It is a little difficult to give a cogent summary of Hooks' Taking Back: Thinking Feminist, Thinking Black because the volume is a collect of 23 thematically disparate essays reflecting Hooks' Marxist literary ideology. The essays in Talking Back cover themes as diverse as teaching women's literature to racists feminists and political attitudes at Yale.
While praised for her intellect and perspective, critics pronounced the volume to be ineffectual, unconvincing and not reflective of Hooks' own literary voice. However, Hooks' African American readers speak of the debt they owe her (whose real name is Gloria Watts) for helping them to perceive their own personal experiences within a broad context that does allow for recreating perceptions, recreating expressions of self and community that deviate from traditional perceptions and expressions otherness.

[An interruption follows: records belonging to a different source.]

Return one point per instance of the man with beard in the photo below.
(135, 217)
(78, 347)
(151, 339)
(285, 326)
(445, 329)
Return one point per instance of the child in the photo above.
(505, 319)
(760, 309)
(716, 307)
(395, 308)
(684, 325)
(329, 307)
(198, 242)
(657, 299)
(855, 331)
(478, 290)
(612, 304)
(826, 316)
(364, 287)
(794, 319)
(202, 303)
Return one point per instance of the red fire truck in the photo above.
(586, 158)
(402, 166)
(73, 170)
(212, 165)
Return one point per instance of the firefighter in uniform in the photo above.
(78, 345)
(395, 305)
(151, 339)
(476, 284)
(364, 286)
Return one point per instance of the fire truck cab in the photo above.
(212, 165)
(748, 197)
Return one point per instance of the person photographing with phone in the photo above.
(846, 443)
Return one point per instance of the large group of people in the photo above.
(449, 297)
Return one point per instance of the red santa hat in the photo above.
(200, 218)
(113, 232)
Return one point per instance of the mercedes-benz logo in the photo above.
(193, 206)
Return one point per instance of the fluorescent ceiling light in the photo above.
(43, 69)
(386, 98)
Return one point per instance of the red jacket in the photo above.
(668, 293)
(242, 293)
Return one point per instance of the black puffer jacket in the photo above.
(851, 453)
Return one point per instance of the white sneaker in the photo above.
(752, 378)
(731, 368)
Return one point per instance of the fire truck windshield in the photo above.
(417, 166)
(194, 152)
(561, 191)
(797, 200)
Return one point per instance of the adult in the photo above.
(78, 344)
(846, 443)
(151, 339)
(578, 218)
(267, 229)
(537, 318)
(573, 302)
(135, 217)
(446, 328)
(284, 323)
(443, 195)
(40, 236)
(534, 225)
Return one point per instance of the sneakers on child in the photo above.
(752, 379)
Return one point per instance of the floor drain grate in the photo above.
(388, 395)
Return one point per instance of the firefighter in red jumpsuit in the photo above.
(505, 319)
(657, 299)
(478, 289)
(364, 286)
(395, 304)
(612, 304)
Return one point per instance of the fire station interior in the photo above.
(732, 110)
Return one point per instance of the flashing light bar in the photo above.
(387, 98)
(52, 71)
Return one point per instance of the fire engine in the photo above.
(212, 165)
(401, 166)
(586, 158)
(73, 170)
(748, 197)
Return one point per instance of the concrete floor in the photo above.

Bell Hooks, which she writes as bell hooks, writes in a casual tone. She states in the Chapter 1 of Talking Back that her aim in writing is to bring exposure to the "private places," where domination can germinate, and connect it to the "public places" of experience.
It has been a political struggle for me to hold to the belief that there is much [that black people] must speak about, much that is private that must be openly shared, if we are to heal our wounds ... (Chapter 1) ... To speak when not spoken to was a courageous act--an act of risk and daring (Chapter 2).